Portland bibliophiles who have long shopped and browsed at Powell’s flagship bookstore may have felt a little lost the first time they entered the store through the main entrance in August.

Gone were the gritty exterior, the cluttered and cramped Green Room entry, the leaky roof and the unseen seismic hazards. In their place, visitors found skylights, white space and a clean, airy, decidedly un-Powell’s-like aesthetic. But not all was rendered new through this long-overdue remodel. There were books, of course: new arrivals, staff picks, titles to read before you die. And hanging above the outside entrance, the old, familiar Powell’s Books marquee, a touch tired against the spruced-up facade of the city’s most treasured bookstore.

“I used to call it the ugly sign at 10th and West Burnside,” says Miriam Sontz, a nearly 30-year Powell’s employee who became CEO in 2013. “Now I call it the iconic sign at 10th and West Burnside.”

Powell’s summer makeover incorporates modern design elements while retaining some of the traditions that have been part of Powell’s since it was founded four decades ago. That blend also manifests itself in the bookseller’s business strategy: focusing on printed books and in-store sales while slowly embracing digital sales and e-books on a measured basis. The company has been gradually diversifying its mix  —  starting as a used bookseller, then adding new books in 1979, for example, or offering Kobo e-readers alongside print books in 2012  — for 43 years.

Given the supposed death of print and bookstores, it may come as a surprise to learn traditional books continue to drive business at Powell’s. Membership in the American Booksellers Association plummeted from 5,500 members in 1995 to 1,400 in 2009, and online book sales outpaced brick-and-mortar sales for the first time in 2013. But according to Sontz, these trends mask important distinctions between bookstores.

“I am so tired of people asking us, ‘Why are you not dead yet?’” she says. “Bookselling is not dead. Borders went down, but that was mismanagement, not that print was dying.”

Print and in-store sales are still king at Powell’s, Sontz says. Online sales account for about 20% of overall sales, a percentage that has held steady in recent years. E-books, too, continue to be just “a small piece of our business,” she adds. The Burnside store alone has about a million books in its inventory at any given time, and the Powell’s Hawthorne store, the second-smallest of its five locations, has an inventory of 200,000 books — double the size of the average Barnes & Noble.

That’s not to say that Powell’s hasn’t struggled alongside its industry peers. Diminishing sales led to 31 layoffs in 2010, and Sontz says it’s taken at least two years to fully rebound from the recession. Earlier this year, the company closed two of its three airport locations when the Port of Portland opted not to extend its lease.
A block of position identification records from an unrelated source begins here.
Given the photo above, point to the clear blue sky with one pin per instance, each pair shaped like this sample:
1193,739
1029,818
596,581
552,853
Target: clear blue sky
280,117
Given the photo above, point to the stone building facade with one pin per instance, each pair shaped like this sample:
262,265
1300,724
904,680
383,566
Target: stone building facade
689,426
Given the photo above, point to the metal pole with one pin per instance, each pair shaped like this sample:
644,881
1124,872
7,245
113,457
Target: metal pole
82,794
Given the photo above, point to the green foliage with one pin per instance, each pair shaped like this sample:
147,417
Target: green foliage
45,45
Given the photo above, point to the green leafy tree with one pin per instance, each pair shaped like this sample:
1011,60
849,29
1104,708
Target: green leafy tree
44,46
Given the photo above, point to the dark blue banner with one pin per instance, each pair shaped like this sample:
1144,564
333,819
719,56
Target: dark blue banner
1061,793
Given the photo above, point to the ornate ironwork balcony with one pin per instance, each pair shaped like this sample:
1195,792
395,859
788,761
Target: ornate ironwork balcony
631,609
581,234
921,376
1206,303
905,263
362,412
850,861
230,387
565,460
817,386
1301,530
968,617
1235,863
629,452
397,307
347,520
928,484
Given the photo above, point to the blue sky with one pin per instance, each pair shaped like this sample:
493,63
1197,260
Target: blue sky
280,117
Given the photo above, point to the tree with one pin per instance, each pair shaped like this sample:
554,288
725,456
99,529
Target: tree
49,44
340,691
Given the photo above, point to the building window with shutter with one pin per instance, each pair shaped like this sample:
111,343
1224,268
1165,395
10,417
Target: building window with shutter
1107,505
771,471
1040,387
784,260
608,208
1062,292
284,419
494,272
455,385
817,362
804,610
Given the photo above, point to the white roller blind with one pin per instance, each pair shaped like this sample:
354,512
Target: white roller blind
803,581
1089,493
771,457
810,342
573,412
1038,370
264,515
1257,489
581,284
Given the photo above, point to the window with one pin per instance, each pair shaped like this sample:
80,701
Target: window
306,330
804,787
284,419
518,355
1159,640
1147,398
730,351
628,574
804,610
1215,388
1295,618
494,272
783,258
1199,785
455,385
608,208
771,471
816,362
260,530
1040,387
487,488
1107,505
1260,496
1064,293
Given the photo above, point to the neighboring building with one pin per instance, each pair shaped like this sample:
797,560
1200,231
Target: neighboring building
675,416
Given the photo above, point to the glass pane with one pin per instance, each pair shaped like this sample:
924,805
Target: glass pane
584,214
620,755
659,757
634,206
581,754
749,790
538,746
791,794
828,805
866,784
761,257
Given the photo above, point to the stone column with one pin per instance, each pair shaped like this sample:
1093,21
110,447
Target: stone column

And, of course, Powell’s and other independent bookstores, as well as publishers, face stiff competition for people’s attention from ubiquitous social networking and streaming technologies.

Then there’s Amazon, which continues to pose a major threat, undercutting independent bookstores by offering massive discounts on books. In early September, a new hardcover copy of Peter Stark’s Astoria was available at Powell’s for $27.99; it was $17.70 on Amazon.
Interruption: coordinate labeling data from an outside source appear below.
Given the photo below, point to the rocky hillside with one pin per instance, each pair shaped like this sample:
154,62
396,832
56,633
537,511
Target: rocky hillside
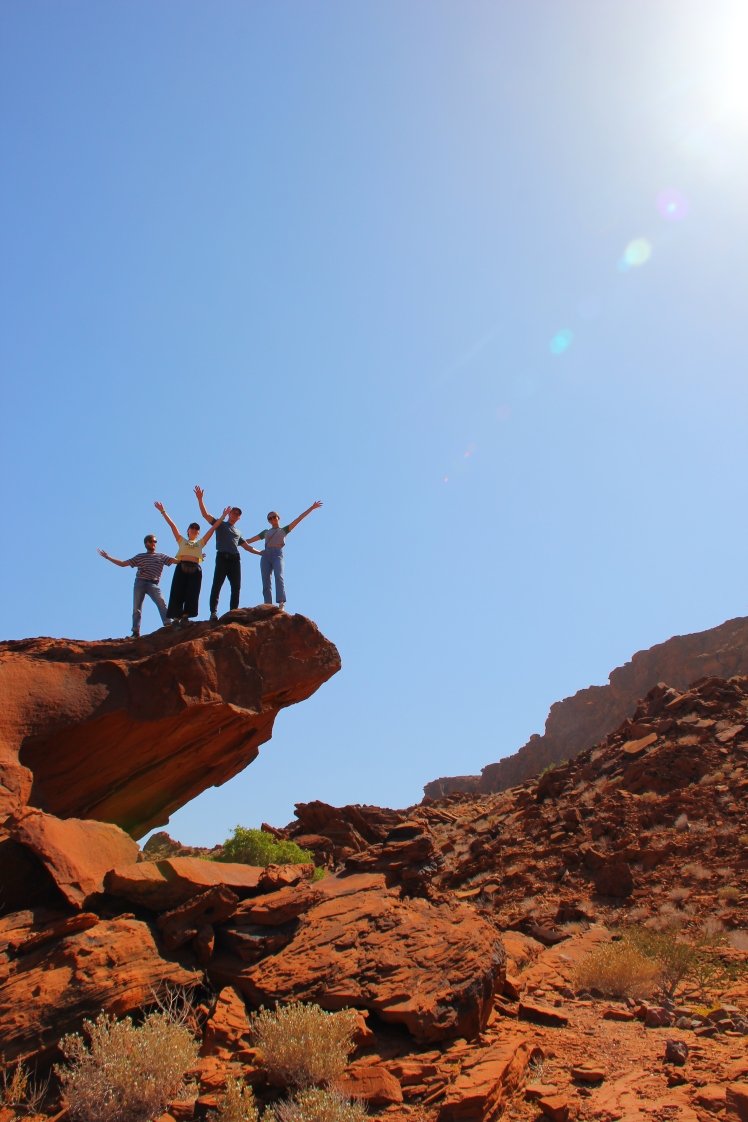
579,722
459,929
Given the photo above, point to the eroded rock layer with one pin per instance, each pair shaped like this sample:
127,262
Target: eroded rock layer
128,730
579,722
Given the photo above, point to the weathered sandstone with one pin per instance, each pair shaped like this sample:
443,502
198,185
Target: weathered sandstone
128,730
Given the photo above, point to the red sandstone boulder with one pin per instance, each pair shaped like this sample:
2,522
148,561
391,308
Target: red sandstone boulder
434,969
165,884
75,853
114,967
128,730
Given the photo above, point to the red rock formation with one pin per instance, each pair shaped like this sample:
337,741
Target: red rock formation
579,722
128,730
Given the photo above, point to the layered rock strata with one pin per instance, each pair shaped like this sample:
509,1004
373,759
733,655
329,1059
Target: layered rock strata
579,722
128,730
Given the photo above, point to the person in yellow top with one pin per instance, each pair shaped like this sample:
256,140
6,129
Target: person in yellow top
184,597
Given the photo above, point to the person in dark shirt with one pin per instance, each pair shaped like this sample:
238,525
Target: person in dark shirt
228,562
150,567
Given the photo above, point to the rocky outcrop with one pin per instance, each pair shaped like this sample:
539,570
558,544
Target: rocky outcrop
579,722
128,730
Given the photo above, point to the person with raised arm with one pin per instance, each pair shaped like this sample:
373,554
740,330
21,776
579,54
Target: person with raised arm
150,567
228,562
271,557
184,597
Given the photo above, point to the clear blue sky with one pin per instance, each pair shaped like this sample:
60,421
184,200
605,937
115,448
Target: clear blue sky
471,273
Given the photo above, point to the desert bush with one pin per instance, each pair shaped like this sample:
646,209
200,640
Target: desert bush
619,969
319,1105
679,897
126,1073
256,847
302,1045
696,871
21,1090
237,1105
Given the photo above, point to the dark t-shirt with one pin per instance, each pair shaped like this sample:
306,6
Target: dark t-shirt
228,537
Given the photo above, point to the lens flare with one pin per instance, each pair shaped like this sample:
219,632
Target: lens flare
637,253
561,341
673,205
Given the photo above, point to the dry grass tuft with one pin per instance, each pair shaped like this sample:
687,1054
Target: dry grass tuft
618,969
126,1073
302,1045
237,1105
696,871
317,1105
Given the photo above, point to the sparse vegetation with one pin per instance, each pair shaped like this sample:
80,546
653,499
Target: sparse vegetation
127,1073
256,847
317,1105
237,1105
618,969
20,1090
304,1046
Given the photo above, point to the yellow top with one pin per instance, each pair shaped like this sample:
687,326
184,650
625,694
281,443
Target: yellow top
191,551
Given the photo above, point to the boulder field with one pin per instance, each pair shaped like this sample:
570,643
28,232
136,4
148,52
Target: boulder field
453,927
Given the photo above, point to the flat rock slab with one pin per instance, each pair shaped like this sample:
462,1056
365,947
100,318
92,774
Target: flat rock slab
165,884
372,1084
542,1014
479,1093
434,969
113,967
75,853
128,730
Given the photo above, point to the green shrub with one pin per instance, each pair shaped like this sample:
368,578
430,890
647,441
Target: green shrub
317,1105
256,847
303,1045
127,1073
237,1105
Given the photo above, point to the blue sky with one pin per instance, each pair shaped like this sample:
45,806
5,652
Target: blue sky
471,273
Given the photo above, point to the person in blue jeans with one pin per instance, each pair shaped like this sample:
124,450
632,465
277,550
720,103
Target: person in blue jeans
271,557
149,566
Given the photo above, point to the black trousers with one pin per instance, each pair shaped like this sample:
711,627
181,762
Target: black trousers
185,592
227,564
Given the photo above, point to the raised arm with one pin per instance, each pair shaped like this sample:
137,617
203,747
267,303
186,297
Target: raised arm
293,524
200,491
122,564
215,525
159,506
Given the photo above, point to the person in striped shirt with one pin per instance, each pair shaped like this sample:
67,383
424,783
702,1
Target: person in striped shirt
149,568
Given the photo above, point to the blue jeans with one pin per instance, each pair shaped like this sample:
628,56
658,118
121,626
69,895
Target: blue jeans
271,562
144,588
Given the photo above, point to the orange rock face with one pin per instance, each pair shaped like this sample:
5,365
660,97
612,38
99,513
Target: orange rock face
128,730
114,966
433,969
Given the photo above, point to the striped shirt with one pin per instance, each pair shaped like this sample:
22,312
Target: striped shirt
149,566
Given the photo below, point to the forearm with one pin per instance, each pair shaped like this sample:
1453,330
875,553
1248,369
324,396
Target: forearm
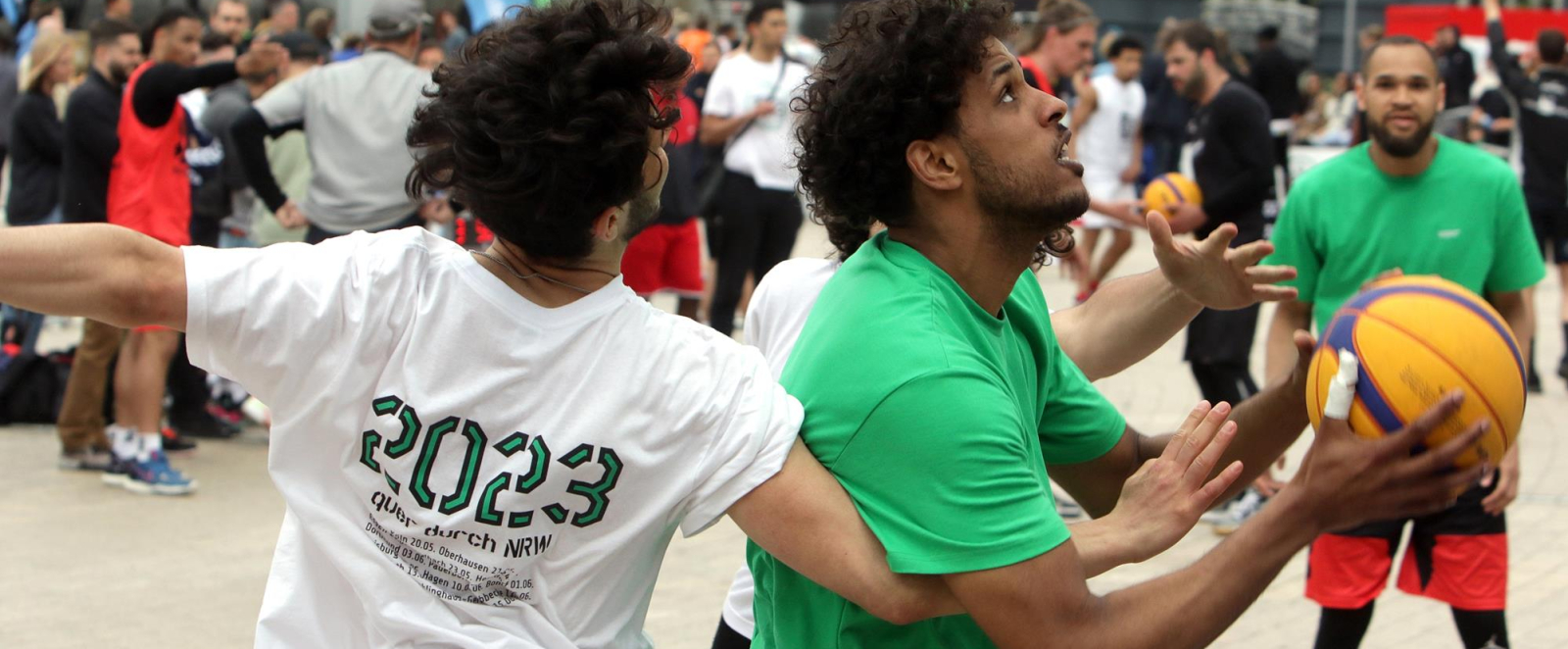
1280,348
1102,544
1123,324
718,130
1266,425
101,272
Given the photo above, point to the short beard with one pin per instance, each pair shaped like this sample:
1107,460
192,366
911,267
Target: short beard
1015,209
640,214
1400,148
1196,85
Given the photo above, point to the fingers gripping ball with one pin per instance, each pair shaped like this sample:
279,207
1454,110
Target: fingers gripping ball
1416,339
1170,190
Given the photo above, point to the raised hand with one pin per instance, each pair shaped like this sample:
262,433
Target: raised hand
1215,275
1348,480
1164,499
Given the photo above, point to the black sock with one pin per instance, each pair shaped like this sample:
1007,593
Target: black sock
1343,627
1482,629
“It would be disingenuous not to acknowledge that Amazon is not a challenge,” says Oren Teicher, CEO of the American Booksellers Association. “It’s problematic that it reaches so far into our culture . . . and their tactics have not been good for the book business.”
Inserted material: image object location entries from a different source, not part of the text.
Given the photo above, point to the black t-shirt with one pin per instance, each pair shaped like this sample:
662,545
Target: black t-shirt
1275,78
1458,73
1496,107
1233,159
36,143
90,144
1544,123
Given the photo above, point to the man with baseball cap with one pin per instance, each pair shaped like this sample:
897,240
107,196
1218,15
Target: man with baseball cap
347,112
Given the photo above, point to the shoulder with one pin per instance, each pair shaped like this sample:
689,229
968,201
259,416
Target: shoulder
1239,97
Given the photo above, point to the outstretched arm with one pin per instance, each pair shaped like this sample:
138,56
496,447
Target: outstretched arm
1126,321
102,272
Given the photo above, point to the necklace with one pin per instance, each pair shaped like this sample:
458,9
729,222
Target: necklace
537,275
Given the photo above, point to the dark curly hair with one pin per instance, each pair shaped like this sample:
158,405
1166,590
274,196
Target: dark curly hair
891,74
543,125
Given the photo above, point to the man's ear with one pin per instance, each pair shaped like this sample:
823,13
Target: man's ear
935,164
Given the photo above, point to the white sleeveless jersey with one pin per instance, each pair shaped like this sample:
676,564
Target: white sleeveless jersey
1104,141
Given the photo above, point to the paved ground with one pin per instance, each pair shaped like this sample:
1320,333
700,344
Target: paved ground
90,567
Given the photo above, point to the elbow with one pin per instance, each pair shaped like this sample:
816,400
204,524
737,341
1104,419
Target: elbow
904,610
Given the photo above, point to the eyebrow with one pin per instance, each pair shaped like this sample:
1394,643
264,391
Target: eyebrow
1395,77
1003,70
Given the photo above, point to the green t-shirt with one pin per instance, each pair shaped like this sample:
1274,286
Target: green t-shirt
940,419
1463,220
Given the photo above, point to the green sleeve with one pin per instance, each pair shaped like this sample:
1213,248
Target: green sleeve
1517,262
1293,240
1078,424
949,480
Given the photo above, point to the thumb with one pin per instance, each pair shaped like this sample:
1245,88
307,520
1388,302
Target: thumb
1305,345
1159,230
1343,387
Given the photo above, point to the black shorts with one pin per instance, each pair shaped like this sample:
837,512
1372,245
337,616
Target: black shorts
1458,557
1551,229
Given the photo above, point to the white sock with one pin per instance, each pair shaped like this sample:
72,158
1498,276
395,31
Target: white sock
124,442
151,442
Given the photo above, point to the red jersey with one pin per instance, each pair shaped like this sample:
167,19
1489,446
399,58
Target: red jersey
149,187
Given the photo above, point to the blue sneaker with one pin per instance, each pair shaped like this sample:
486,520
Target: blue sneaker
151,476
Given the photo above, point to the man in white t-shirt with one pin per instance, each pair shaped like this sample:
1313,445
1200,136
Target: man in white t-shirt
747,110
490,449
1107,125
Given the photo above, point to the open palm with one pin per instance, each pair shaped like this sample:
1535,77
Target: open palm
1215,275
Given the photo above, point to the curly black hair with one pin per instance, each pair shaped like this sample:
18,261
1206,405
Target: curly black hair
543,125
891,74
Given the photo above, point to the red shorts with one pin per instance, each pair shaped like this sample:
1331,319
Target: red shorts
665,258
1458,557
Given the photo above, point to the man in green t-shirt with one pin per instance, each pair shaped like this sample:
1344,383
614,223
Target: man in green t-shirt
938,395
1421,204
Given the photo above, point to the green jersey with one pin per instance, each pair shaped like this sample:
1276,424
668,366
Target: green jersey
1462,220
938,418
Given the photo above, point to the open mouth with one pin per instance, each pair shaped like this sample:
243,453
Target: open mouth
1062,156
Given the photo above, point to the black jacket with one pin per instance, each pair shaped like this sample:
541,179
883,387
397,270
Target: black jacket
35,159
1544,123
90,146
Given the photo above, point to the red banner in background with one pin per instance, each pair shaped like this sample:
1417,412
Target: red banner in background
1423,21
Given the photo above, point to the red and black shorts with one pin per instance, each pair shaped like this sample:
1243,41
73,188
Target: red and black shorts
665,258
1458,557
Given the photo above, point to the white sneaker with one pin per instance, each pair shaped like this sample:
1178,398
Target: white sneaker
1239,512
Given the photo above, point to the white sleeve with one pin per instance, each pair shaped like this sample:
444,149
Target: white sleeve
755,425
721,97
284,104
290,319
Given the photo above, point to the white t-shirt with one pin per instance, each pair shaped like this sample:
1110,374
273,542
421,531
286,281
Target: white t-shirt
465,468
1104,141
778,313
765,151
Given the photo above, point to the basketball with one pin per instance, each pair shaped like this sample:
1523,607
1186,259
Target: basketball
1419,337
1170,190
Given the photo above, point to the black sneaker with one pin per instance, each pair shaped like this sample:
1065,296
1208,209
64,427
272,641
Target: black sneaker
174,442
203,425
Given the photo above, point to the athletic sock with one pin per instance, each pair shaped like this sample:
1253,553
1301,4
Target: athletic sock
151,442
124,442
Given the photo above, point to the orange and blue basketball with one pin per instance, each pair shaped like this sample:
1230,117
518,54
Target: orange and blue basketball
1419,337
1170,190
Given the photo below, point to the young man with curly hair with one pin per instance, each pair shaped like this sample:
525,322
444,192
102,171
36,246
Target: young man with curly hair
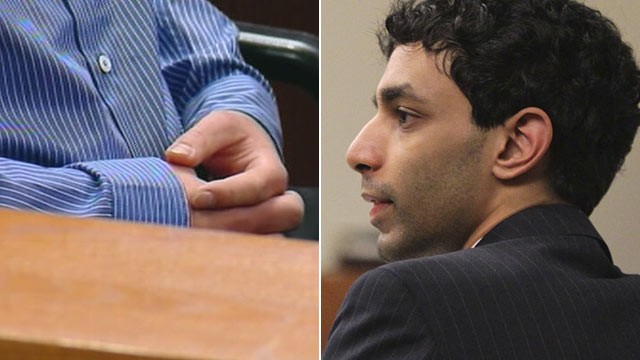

Powell’s, though, still has solid material to work with. A draw for tourists and book lovers alike, the bookstore also benefits from the region’s die-hard buy-local ethos. E-book sales actually flattened out last year, and Teicher says publishers have begun offering increased support to bookstores in the form of more favorable business terms, and more efficient restocking.

Reboot MG 0113 500px“Our colleagues in publishing need brick -and-mortar stores as much as stores need them,” he says.

Not that Powell’s eschews technological change. While Sontz admits that Powell’s may not qualify as a 21st-century innovator, digitizing and updating the store’s inventory system has made a huge difference in online sales and in locating specific titles for specific readers. Powell’s social media presence is also huge, and the company has demonstrated a decidedly modern ability to turn controversies into marketing opportunities.

A case in point: In June Stephen Colbert plugged Edan Lepucki’s first published novel, California, on his show and urged people to buy it from Powell’s instead of Amazon  —  a jab at the online giant over a pricing dispute with Colbert’s own publisher, Hachette Book Group. Powell’s had the author sign 10,000 copies; 9,000 of them sold in advance.

Then there’s the fact that people keep moving to Portland; younger, well-educated people who like to read. It’s yet another glimpse at how blending the old and the new continues to work for Powell’s.

“A lot of people complain about all the folks who move to Portland. I’m not one of those people,” Sontz says. “Build those buildings and bring them here. It’s good for us and it’s good for the city. The bookstore is going to be here a long time. My grandkids are going to be shopping here.”